The US markets ended higher on Thursday on hopes that Omicron may not severely impact economic recovery and continued dip in jobless claims. Asian markets are trading mostly in red on Friday as investors continue to monitor the situation surrounding the omicron Covid variant.

Back home, Key benchmark indices extended previous session’s rally to close at day's high and up over a percent on Thursday, backed by strong buying interest across sectors despite largely negative cues from global peers amid fears about the new Omicron variant. The broader markets also closed higher. After a flat start, key gauges picked up pace, as sentiments got a boost with data showing that India's merchandise exports in November rose by 26.49 per cent to $29.88 billion on account of healthy growth in sectors such as engineering, petroleum, chemicals and marine products. Sentiments remained up-beat with Union Minister for Electronics and Information Technology Ashwini Vaishnaw’s statement that the government is keen to make India a $250 billion electronic manufacturing hub in the next five years. He also expressed happiness over the electronics manufacturing industry assuring $300 billion revenue by 2025-26. Markets continued to trade with strength in second half of the session, as traders remain energized as the PHD Chamber of Commerce and Industry (PHDCCI) has suggested the rationalisation of direct and indirect tax rates, with an aim to boost consumption in the economy and enhance the tax base.

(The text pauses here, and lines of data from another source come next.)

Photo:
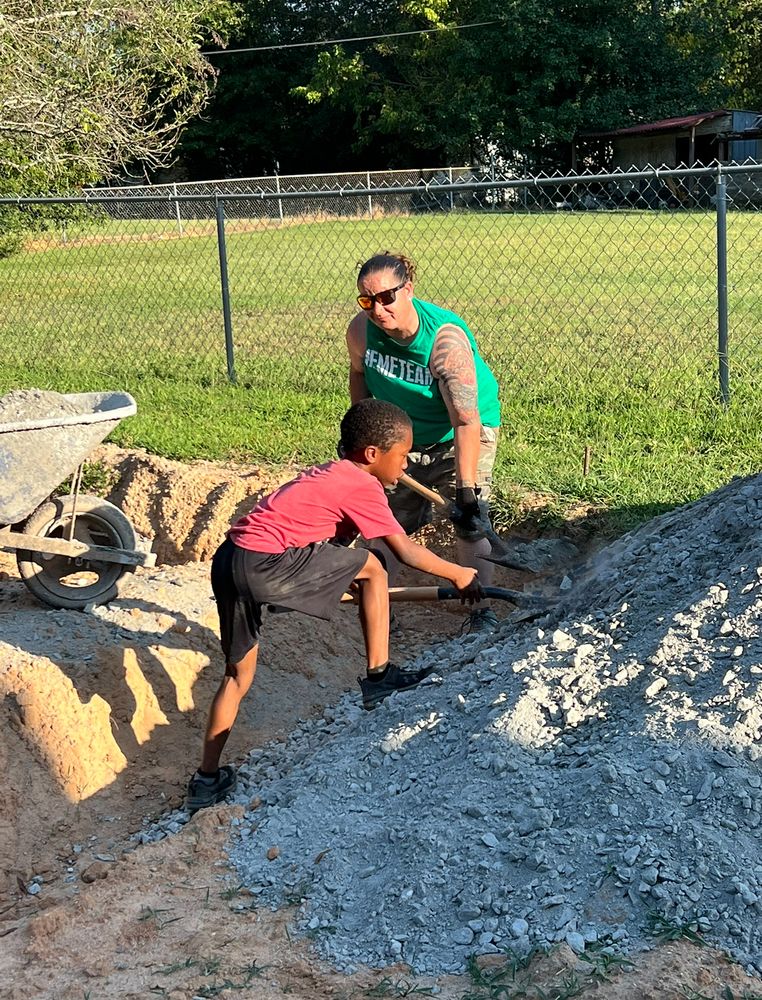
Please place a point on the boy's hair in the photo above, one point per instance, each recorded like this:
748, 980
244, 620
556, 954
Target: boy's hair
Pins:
372, 422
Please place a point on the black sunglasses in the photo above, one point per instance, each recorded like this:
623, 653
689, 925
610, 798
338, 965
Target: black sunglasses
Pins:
385, 298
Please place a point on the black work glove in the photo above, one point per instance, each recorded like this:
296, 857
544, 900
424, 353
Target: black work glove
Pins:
466, 515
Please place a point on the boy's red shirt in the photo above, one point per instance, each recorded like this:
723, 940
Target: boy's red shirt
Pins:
335, 500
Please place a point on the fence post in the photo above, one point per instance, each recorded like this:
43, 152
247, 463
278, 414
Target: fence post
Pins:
280, 200
177, 211
219, 206
722, 284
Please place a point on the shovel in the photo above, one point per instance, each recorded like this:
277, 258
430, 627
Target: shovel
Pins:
501, 553
516, 597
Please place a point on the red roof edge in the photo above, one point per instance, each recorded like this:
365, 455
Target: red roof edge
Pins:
665, 125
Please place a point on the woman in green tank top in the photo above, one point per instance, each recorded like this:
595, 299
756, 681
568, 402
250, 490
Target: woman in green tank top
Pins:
425, 359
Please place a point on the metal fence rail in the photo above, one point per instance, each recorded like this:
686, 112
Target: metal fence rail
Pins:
646, 279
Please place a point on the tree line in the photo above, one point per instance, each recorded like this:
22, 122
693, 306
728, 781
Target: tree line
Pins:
97, 89
522, 85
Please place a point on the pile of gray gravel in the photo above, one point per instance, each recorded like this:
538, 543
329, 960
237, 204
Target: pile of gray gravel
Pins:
575, 779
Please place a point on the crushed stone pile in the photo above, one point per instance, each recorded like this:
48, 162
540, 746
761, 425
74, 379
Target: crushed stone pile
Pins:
584, 778
26, 404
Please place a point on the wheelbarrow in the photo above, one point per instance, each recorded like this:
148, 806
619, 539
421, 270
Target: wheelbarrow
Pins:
73, 550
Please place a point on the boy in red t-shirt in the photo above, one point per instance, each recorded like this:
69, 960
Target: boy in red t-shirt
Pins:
291, 552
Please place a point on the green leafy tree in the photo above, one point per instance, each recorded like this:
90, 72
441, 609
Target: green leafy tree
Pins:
95, 87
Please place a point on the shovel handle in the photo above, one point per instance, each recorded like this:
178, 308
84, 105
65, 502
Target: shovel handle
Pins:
447, 594
421, 490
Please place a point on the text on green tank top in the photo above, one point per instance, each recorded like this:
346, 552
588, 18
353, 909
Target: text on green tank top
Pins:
400, 374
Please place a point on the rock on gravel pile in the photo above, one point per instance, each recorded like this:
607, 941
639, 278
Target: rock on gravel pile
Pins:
578, 779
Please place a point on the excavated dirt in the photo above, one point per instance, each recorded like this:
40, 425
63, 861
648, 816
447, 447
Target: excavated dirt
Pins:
101, 720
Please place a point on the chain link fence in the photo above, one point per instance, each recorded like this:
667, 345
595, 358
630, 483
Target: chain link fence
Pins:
642, 283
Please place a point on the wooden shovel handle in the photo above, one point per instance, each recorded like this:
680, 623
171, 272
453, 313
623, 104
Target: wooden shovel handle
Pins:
424, 491
450, 594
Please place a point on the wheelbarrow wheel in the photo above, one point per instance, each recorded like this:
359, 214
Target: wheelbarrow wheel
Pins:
65, 582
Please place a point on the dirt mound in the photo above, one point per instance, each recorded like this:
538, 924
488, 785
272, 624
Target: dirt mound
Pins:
186, 509
101, 718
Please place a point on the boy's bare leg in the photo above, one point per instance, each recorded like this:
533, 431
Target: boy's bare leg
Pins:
224, 708
374, 611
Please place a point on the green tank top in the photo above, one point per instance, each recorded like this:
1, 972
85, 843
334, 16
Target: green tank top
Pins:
401, 375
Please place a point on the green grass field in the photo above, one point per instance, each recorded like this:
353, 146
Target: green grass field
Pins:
600, 326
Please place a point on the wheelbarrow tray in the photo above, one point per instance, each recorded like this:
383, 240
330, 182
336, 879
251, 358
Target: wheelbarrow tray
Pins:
37, 454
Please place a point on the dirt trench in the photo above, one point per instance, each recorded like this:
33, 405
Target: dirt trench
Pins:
100, 725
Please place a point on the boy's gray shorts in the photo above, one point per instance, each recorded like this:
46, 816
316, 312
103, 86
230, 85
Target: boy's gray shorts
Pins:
435, 467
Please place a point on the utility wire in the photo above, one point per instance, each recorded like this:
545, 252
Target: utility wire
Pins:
337, 41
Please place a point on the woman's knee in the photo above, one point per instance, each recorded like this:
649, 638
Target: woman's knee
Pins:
242, 673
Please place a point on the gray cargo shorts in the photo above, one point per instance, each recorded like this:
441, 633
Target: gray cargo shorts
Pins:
435, 467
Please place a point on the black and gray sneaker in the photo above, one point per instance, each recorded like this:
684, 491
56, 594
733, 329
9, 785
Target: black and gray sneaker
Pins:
393, 679
480, 620
203, 791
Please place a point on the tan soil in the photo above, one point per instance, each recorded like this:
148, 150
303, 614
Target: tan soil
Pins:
100, 725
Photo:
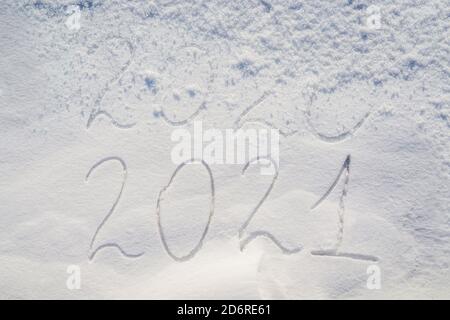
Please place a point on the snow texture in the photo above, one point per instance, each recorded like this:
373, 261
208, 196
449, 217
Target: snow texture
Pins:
90, 92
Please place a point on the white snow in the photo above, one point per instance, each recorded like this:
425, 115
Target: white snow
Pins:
114, 89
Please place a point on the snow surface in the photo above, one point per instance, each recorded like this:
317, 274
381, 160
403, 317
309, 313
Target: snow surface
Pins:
314, 69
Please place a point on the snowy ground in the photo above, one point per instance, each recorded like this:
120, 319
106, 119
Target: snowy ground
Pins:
86, 82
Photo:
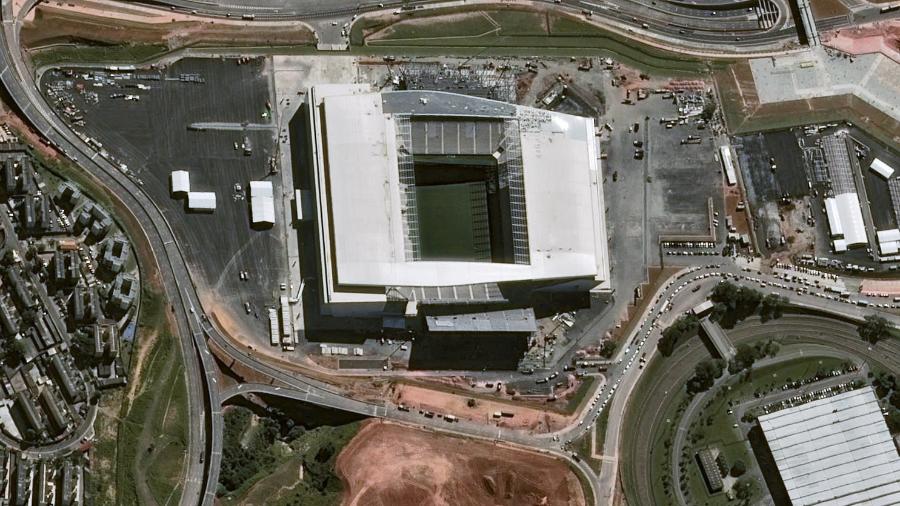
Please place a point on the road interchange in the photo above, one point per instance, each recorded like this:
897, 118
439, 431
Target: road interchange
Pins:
202, 380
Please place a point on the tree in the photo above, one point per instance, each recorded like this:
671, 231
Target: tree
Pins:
874, 328
683, 328
607, 349
772, 306
705, 375
744, 358
743, 489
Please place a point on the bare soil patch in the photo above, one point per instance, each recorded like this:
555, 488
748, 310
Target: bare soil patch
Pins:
533, 420
389, 465
101, 22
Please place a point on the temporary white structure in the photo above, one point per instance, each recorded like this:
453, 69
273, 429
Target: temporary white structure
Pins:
884, 170
181, 182
262, 202
201, 201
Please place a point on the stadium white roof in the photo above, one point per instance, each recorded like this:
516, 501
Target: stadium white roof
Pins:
884, 170
360, 198
836, 451
845, 218
262, 202
201, 201
181, 182
889, 241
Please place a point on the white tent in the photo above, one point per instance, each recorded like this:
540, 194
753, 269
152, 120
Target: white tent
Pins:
201, 201
884, 170
181, 182
262, 202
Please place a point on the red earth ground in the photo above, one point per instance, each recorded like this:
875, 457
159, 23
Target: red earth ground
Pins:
394, 465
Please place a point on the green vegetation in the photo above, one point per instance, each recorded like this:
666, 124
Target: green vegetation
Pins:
887, 389
259, 447
581, 392
875, 328
121, 53
713, 426
608, 348
683, 328
735, 303
600, 430
468, 30
705, 375
152, 434
745, 355
141, 434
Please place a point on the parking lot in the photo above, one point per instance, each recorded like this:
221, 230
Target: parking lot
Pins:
143, 119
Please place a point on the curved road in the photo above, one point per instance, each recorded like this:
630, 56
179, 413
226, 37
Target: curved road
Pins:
838, 336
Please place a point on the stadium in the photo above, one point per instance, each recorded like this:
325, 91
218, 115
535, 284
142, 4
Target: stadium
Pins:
427, 198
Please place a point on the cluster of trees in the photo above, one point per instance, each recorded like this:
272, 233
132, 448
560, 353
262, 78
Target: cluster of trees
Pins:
746, 355
607, 349
705, 375
243, 459
738, 302
683, 328
874, 328
887, 388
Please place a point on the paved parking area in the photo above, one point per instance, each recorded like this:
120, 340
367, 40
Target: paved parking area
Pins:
152, 137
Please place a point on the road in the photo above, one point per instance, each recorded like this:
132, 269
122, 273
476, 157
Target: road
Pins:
717, 27
205, 397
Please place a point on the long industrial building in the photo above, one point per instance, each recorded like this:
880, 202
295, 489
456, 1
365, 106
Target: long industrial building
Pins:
425, 198
835, 451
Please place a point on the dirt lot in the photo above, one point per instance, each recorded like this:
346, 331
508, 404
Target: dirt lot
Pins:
530, 419
111, 23
388, 465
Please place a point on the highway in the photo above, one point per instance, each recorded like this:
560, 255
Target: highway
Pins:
713, 26
205, 397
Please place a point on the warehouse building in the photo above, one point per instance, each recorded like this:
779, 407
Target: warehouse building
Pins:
432, 198
882, 169
845, 221
835, 451
262, 203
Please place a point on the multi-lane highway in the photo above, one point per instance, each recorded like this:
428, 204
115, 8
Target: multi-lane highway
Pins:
710, 27
205, 397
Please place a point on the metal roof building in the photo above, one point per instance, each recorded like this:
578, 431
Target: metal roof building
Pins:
181, 182
262, 202
835, 451
845, 219
884, 170
438, 197
201, 201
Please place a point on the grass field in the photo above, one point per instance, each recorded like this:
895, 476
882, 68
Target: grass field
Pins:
140, 443
714, 426
293, 469
152, 436
744, 113
493, 31
58, 55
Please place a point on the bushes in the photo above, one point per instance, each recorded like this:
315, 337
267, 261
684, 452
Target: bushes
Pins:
874, 329
684, 327
705, 375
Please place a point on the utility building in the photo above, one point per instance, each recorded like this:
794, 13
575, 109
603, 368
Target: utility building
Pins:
181, 183
202, 201
262, 203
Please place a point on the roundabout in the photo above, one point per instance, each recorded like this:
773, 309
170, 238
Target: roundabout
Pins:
669, 426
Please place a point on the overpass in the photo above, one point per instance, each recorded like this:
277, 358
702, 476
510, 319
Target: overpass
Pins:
717, 337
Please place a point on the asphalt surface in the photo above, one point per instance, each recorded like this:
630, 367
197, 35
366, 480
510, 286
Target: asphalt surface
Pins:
206, 438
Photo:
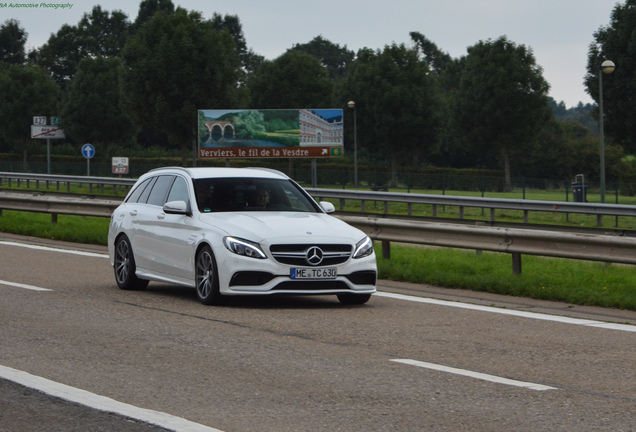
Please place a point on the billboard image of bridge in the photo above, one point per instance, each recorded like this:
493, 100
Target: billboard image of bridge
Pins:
285, 133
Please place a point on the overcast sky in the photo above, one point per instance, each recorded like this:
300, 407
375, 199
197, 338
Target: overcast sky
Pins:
558, 31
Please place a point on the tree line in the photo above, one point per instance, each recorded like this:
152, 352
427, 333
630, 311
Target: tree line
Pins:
122, 84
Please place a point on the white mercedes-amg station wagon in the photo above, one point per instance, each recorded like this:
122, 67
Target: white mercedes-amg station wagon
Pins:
236, 231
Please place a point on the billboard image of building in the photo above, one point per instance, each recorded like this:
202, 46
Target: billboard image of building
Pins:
270, 133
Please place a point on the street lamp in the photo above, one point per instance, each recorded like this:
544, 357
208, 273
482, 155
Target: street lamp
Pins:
352, 105
607, 67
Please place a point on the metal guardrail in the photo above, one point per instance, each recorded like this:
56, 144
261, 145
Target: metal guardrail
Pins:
18, 178
612, 247
526, 206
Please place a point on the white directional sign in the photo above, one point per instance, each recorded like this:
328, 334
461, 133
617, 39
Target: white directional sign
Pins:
120, 165
43, 132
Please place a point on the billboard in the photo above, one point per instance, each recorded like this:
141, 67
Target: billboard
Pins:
236, 133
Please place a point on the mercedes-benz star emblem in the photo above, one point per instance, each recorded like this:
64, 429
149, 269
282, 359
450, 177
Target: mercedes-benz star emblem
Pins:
314, 255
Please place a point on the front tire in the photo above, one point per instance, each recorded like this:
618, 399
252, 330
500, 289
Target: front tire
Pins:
125, 267
353, 299
207, 280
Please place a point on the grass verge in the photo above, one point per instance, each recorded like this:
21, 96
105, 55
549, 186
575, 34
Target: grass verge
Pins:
576, 282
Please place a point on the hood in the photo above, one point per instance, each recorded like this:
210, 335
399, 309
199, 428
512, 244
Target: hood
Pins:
293, 226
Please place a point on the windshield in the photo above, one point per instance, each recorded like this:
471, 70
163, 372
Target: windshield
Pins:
250, 194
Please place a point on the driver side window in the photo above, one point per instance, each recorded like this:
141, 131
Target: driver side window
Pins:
179, 191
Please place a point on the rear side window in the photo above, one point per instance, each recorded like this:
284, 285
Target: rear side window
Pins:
160, 190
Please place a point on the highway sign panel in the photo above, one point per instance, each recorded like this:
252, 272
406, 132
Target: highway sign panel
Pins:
44, 132
88, 151
120, 165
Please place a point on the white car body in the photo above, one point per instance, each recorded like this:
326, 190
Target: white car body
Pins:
277, 250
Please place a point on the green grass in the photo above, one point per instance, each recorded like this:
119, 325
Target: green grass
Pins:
576, 282
76, 229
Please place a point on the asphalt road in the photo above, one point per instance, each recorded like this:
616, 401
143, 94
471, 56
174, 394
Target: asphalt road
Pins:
414, 358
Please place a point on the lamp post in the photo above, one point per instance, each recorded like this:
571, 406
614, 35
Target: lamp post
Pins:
607, 67
352, 105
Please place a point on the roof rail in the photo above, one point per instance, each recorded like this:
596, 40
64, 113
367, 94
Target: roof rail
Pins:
272, 170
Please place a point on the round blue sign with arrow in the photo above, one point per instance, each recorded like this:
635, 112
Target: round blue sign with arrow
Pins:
88, 151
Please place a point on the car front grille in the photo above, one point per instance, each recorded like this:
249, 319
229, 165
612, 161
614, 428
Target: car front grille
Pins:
297, 254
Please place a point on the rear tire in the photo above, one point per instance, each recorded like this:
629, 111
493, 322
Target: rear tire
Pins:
125, 267
353, 299
207, 279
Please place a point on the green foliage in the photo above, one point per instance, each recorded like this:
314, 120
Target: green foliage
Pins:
397, 103
332, 56
25, 91
502, 98
91, 110
576, 282
12, 41
248, 124
294, 80
175, 65
615, 42
99, 33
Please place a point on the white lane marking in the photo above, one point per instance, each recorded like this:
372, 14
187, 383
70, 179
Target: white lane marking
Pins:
50, 249
476, 375
101, 403
523, 314
17, 285
533, 315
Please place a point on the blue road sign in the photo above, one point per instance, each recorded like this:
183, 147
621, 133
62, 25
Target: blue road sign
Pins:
88, 151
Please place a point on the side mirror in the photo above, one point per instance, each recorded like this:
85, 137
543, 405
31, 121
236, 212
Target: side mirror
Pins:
327, 206
176, 207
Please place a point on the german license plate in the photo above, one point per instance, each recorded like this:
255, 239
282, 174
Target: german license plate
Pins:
314, 273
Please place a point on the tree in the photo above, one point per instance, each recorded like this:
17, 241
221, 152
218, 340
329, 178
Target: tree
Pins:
175, 65
12, 41
148, 9
250, 61
437, 59
397, 102
25, 91
502, 99
332, 56
616, 42
293, 80
99, 33
91, 104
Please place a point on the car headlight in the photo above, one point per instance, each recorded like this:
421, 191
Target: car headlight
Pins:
244, 247
363, 248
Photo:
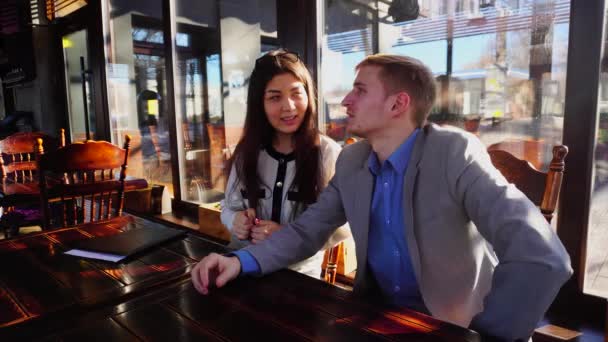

PHDCCI President Pradeep Multani said refuelling of consumption demand should be the theme of the Budget to have a multiplier effect on production possibilities, private investments and employment creation in the country. Market participants overlooked the Reserve Bank of India (RBI) stating the combined debt-to-GDP ratio of states is expected to remain at 31 per cent by end-March 2022 which is worryingly higher than the target of 20 per cent to be achieved by 2022-23. Traders also took a note of Moody’s Investors Service’s statement that the economic impact of the Omicron variant of COVID-19 on emerging economies will depend on a mix of government restrictions, public comfort with social interactions, and capacity of governments and central banks to provide additional policy support to the private sector. Finally, the BSE Sensex rose 776.50 points or 1.35% to 58,461.29 and the CNX Nifty was up by 234.75 points or 1.37% to 17,401.65.